Die Mitglieder der FBW-Jury äußern sich berührt und betroffen: „Bittere Wahrheiten! Sehr präzise. Sehr stimmig.“ Die Längen des Films und kalten Farben sind beabsichtigt. Das Geschehen wird mit dokumentarischer Genauigkeit vermittelt. Jugendgewalt und ein unbeholfen scheiterndes Vollzugssystem werden mit bedrückenden Einstellungen bloßgelegt. Die Kritik an der Institution und den vorhandenen Gewaltpotenzialen innerhalb der Gesellschaft ist nicht zu übersehen. Einige Juroren fragen sich, ob der Regisseur Philip Koch nicht auch ein Szenarium anthropologisch angelegten Miteinanders geschaffen habe, ein Szenarium, in dem die Grenzen zwischen existenzieller und essenzieller Gewalt verwischen. Doch nicht nur angesichts des auf wahren Begebenheiten beruhenden Films bleibt diese Überlegung fragwürdig. Die Spiegelung sozialer Realitäten durch ihre Ausklammerung im Jugendknast reduziert gesellschaftliche Wirklichkeit auf elementare Ansichten der Machtverhältnisse und ihrer Auswirkungen. Gewürdigt werden Regie, Kamera, Schnitt und schauspielerische Leistungen. Die Atmosphäre des Films ist bis in ihre Nuancierungen sehr gut getroffen, die Entwürdigung des Menschen in jedem Winkel der Räume und auch von außen auf den Flächen der Gebäudefassaden spürbar. Ein deutlich politisch und pädagogisch wertvoller Film. Und doch evoziert der, als einer der konsequentesten deutschen Beiträge in Cannes betrachtete, Film Widersprüche. Nicht nur, dass er, wie es in einer Kritik heißt, an die Nieren gehe. Einige Juroren fragen sich, ob sie sich den Film allein ansehen würden, ob es sinnvoll und legitim sei, die Geschichte zu erzählen, wie sie der Film erzählt.

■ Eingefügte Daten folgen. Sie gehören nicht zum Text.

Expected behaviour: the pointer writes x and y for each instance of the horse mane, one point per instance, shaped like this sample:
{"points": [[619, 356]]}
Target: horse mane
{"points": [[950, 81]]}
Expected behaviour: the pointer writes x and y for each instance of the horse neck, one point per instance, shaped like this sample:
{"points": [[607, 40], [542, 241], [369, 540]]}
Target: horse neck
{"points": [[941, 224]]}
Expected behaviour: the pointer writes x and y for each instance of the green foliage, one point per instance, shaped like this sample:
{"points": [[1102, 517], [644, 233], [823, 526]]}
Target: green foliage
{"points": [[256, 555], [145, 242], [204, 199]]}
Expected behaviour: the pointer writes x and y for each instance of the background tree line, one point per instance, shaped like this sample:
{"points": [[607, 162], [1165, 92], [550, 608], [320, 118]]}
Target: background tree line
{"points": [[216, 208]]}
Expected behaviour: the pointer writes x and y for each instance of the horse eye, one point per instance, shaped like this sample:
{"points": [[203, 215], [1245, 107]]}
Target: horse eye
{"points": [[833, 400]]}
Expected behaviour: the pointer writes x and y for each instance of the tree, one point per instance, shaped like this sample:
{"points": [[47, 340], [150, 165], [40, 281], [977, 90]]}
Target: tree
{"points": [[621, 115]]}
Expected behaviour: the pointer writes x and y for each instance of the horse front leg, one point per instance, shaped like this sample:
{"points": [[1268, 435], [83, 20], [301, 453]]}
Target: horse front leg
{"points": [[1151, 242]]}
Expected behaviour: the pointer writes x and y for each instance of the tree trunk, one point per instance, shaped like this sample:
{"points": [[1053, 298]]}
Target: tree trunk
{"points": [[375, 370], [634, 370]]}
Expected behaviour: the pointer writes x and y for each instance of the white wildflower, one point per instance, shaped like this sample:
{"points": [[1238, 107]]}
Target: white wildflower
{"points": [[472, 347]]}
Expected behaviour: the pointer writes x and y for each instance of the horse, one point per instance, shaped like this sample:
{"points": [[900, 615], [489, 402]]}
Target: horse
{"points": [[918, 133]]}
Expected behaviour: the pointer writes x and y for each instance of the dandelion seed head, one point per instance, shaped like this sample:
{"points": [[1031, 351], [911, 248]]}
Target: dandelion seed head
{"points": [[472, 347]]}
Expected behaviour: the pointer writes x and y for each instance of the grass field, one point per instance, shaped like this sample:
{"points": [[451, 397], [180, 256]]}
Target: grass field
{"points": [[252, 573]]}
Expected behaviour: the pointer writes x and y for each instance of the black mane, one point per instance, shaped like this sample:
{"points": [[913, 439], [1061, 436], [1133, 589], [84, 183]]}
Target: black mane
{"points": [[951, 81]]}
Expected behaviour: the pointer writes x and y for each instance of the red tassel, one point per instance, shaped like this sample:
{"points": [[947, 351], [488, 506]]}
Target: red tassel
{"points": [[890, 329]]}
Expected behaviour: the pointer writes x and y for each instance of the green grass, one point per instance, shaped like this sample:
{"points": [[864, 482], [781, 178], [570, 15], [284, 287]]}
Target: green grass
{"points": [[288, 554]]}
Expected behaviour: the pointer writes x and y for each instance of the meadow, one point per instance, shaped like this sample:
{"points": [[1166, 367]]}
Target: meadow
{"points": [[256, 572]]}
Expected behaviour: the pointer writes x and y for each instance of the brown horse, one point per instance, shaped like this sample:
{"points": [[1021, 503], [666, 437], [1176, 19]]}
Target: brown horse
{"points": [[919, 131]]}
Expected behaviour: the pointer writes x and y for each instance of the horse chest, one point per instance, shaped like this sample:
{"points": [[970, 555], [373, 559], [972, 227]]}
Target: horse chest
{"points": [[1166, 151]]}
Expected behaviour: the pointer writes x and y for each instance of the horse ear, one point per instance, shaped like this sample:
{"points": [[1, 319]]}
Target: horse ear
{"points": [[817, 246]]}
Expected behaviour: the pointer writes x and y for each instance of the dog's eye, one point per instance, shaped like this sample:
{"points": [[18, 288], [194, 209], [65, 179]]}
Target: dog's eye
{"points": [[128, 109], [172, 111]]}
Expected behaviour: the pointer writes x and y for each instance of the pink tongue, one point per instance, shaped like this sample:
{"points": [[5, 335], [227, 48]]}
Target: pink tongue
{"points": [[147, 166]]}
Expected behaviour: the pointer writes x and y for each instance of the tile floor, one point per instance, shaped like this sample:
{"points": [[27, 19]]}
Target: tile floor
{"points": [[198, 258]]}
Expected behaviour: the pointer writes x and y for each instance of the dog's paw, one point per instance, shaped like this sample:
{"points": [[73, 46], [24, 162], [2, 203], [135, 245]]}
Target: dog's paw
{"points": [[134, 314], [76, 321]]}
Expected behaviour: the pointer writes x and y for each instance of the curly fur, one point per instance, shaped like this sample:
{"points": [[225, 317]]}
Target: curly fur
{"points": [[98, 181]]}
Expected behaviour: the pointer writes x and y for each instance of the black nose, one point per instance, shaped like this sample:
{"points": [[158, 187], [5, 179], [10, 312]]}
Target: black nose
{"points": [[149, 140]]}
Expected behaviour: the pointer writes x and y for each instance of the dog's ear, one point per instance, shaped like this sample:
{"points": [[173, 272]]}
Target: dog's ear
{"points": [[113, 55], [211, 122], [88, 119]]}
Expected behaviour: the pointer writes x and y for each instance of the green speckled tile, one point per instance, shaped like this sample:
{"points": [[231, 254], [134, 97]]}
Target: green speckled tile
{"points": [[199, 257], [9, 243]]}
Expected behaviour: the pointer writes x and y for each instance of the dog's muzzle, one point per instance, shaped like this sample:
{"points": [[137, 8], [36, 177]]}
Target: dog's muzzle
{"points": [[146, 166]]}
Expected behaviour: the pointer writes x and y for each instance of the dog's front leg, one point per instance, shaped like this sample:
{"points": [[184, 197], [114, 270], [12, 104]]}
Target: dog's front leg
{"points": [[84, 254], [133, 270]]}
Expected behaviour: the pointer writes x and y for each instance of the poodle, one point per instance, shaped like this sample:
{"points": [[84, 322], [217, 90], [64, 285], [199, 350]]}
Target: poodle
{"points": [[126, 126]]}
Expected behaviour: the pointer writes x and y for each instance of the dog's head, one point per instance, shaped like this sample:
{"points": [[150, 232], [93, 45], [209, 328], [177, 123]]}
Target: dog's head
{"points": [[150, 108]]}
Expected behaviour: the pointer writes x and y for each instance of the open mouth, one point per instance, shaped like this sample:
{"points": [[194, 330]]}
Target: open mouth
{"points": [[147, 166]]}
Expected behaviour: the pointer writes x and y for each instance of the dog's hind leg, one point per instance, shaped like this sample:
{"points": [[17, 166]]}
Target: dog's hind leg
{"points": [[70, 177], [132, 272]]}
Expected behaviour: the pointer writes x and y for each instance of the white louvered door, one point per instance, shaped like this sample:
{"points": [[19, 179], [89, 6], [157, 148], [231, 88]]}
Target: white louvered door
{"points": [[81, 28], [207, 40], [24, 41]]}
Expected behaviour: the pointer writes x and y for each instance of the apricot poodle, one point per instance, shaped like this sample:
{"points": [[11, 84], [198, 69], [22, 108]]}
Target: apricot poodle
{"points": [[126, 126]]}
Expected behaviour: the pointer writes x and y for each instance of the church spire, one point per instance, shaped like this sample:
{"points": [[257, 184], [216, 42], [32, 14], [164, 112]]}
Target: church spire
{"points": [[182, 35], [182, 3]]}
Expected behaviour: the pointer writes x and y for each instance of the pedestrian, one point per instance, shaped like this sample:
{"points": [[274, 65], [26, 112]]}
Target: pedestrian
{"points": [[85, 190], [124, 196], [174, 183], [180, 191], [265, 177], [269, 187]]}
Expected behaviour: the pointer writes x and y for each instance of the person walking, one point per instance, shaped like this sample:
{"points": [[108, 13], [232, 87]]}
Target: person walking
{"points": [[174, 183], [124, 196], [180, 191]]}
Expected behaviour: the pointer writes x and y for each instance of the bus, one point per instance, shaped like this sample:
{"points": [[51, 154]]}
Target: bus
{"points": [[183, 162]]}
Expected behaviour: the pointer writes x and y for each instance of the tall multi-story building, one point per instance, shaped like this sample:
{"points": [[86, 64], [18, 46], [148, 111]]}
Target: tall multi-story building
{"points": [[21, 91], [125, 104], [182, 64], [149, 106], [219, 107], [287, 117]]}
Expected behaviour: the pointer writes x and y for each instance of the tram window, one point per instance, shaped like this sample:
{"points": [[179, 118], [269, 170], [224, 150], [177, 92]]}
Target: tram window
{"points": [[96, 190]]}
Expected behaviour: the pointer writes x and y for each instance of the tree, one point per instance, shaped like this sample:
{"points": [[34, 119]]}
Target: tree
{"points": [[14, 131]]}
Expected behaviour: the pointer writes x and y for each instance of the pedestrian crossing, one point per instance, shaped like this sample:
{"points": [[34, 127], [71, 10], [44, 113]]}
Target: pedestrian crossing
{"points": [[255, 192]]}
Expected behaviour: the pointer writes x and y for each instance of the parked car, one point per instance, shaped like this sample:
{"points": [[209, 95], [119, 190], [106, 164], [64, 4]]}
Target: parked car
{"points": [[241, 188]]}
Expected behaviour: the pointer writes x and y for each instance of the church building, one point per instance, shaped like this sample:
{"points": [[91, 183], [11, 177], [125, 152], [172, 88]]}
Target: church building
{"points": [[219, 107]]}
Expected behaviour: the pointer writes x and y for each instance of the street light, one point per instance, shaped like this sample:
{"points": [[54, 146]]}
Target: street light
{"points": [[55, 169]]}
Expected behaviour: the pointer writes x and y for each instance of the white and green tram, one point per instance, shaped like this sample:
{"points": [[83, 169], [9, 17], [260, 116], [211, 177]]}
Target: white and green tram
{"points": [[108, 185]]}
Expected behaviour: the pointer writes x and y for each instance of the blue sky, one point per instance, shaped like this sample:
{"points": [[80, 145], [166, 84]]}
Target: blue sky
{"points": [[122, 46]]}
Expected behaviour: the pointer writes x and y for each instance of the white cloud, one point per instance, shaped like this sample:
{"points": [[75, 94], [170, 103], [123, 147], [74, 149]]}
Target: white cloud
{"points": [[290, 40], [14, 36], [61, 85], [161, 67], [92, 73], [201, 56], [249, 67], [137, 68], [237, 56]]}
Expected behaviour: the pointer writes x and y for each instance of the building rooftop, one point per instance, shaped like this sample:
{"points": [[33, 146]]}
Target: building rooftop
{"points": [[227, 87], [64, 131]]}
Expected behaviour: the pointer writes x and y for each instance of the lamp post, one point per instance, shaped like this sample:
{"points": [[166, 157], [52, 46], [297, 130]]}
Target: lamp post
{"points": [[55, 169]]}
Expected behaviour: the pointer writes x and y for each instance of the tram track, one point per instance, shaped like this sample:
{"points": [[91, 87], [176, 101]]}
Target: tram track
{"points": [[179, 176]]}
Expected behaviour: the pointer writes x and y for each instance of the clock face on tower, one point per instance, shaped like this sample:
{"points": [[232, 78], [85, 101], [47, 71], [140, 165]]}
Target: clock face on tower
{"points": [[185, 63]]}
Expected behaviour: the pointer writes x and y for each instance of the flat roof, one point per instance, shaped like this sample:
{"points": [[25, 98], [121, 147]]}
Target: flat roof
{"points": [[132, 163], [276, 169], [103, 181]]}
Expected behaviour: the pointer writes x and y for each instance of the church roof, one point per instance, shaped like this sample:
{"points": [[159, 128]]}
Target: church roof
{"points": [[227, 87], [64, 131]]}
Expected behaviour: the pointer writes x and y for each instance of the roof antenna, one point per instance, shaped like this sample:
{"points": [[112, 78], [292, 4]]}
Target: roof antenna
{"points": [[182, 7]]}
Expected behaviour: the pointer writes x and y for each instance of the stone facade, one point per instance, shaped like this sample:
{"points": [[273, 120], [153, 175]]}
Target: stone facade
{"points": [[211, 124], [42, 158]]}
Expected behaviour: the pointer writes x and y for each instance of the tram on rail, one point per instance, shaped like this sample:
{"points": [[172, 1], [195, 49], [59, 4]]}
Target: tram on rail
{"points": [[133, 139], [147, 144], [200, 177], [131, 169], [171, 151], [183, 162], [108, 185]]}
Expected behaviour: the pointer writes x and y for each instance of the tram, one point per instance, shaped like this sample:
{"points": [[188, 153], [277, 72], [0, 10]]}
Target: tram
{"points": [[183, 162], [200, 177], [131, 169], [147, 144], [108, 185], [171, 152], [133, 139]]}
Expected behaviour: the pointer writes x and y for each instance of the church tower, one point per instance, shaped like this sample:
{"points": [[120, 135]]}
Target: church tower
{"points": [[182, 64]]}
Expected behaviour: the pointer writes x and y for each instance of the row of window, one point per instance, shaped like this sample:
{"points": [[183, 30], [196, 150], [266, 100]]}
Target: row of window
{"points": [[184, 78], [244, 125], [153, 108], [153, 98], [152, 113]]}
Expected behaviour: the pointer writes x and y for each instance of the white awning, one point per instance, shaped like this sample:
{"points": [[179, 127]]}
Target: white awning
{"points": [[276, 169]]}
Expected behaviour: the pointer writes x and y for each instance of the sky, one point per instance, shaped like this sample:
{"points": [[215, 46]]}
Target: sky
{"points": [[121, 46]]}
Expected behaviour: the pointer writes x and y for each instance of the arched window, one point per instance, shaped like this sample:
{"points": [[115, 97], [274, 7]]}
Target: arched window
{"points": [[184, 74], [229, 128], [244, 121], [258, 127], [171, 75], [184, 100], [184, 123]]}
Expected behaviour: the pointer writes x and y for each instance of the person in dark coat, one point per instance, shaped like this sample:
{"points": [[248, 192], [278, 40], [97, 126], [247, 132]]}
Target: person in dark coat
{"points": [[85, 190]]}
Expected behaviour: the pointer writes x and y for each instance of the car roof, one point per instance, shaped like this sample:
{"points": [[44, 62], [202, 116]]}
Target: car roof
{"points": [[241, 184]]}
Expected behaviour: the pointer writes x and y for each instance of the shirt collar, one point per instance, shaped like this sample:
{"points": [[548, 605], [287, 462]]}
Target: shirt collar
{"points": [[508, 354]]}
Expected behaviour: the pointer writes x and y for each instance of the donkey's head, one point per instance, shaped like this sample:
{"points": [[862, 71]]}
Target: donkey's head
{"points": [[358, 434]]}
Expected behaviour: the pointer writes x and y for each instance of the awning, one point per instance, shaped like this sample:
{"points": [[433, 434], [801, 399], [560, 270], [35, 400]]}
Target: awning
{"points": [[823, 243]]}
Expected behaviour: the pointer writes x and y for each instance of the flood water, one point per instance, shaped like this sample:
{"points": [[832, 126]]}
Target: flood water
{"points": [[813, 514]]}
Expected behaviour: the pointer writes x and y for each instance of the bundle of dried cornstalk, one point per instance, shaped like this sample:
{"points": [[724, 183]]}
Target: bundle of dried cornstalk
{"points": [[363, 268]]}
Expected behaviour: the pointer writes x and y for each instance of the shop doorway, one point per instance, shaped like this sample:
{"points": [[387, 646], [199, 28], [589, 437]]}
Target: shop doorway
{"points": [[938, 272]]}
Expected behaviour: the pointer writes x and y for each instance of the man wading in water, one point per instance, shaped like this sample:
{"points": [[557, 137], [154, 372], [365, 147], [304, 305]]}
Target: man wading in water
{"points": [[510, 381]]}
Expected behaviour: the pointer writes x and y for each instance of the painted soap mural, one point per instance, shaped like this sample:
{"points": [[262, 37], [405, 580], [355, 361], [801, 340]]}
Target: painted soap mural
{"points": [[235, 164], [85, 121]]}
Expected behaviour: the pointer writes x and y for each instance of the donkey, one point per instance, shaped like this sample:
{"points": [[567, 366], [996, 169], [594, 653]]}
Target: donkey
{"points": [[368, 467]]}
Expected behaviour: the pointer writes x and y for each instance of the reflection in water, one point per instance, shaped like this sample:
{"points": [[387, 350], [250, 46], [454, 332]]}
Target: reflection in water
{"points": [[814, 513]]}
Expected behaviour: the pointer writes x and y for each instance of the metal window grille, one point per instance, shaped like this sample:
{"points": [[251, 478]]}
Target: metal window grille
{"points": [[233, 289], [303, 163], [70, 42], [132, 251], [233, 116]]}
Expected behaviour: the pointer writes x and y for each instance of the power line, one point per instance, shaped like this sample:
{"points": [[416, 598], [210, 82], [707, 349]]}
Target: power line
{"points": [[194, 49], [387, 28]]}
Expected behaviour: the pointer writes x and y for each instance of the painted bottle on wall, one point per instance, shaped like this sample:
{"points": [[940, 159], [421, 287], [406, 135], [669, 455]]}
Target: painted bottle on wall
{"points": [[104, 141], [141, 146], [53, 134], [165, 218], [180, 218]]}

Die Betrachtenden würden dramaturgisch immer näher an die Gewalt und Gewissenlosigkeit herangeführt. Wenn Gewalt vielleicht auch nicht voyeuristisch vorgeführt werde, so verliere der Film doch die erzählende Distanz.

Die „Katharsis“, die etwa Robert Musil in seinem „Zögling Törleß“ bei vergleichbarem Geschehen bewahrt, scheint aufgehoben. Die Juroren verliehen dem Film nach kritischer Diskussion geschlossen das Prädikat besonders wertvoll.